We left the forest, my father leaning on the arm of his second. One man with a torch preceded us, and lit us as we got into the carriage.

"A strange end to our visit. Major von der Goltz," said my father.

The Major bowed.

"I shall remain at the Hôtel des Hollandaise in Frankfort for three days."

The Major bowed.

"Joubert!" said my father. And the carriage drove off; and, looking back, I saw Major von der Goltz and the jäger with the torch vanishing amidst the trees.

We passed through Homburg at four o'clock, and at six of a seraphic morning spired Frankfort rose before us like a city in a fairy tale, so beautiful, so vague, so ethereal one could not believe it a city of this sordid earth.

We stayed three days at the Hôtel des Hollandaise. Major von der Goltz called, and General Hahn. A paper was drawn up, I believe, signed by the seconds and my father, and by the chief jäger. It was done as a matter of formality, for the duel was perfectly in order.

Then we started on our return home; and one evening, towards the end of September, we entered Paris and drew up at our house in the Avenue Champs Elysées.
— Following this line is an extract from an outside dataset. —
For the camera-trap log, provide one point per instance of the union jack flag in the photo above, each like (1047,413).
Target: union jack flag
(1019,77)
Though the Emperor and Empress were still away on their southern tour, the streets were gay—at least to my eyes. Oh, that Paris of the Second Empire—that lost city whose gaiety surrounds the beginning of my life, jewelled with gas-lamps or glittering in the sunlight! Whatever may have been its faults, its wickedness, its falsity, it knew at least the vitality and the charm of youth. Men knew how to laugh in those days, when the echoes of the Boulevard de Gand still were heard in the Boulevard des Italiens, when Carvalho was Director of the Opéra Comique, and Moray President of the Council.

"At last!" said my father, as we turned in at the gates and drew up at the doorway.

He had been depressed on the return journey—a depression caused, I believe, not in the least by the fact that he had slain his kinsman. The trouble at his heart was the blow. For a guest to strike his host in his own house was a breach of etiquette and good manners unpardonable in his eyes. Yet he had committed that crime.

However, with our entry into Paris this depression seemed to lift.

The major-domo came down the steps, and with his own august hands opened the door for us, and let down the steps, and gave us welcome with a real and human smile on his magnificent white, fat, stolid face—the face of a perfect servant, expressionless as a cheese, which would doubtless remain just the same were he, constrained by stress of circumstances, to open the door of the drawing-room and announce: "The Last Trumpet has sounded, sir."

In the great hall, softly lit and flower-scented, the footmen in their green-and-white livery stood in two gorgeous rows to give us welcome; and Jacko, the macaw, four foot from the crest of his wicked head to the tip of his tail-feathers, dressed also in the green-and-white livery of the house, screamed his sentiments on the matter. My father had a word for everyone. It was always just so. This grand seigneur, who had made his way to fortune less with his sword than with his brilliant personality, would speak to the meanest servant familiarly, jocularly, yet never would he meet with disrespect. There was that about him which inspired fear as well as love, and he was served as few other men are served. Witness our return that night to a house as well in order as though we had come back from a trip to Compiègne instead of a two months' journey to a foreign country.

He dismissed the servants with a word, and, with his hat on the back of his head, stood at the table where his letters were set out, tearing them open and flinging the unimportant ones on the floor.

Whilst he was so engaged, a ring came to the door, and the footman who answered it brought him a letter sealed with a great red seal, which he tore open and read.

"Aha!" muttered he. "De Morny wants to see me to-morrow. Wonder how he knew that I was back? But De Moray knows everything. Is the servant waiting, François?"

"No, sir; the servant has gone."

"Very well," said my father. Then to me: "Come now; get your supper, and off to bed. François!"

I was led off grumbling.

Joubert tucked me into bed; and as I lay listening to the carriage-wheels from the Champs Elysées bearing people home from supper-party and theatre, the journey, the Schloss Lichtenberg, the mysterious pine-forest, the drums and tramping soldiers of Carlsruhe and Mayence, the blue Rhine—all rose before me as a picture. It was the First Act of my life, an Act tragic enough; and, as the curtain of sleep fell upon it, the glimmer of the jägers' torches still struggled through that veil, with the sound of the swords, the murmur of the wind in the pine-trees, and the far-off barking of the fox in the wood.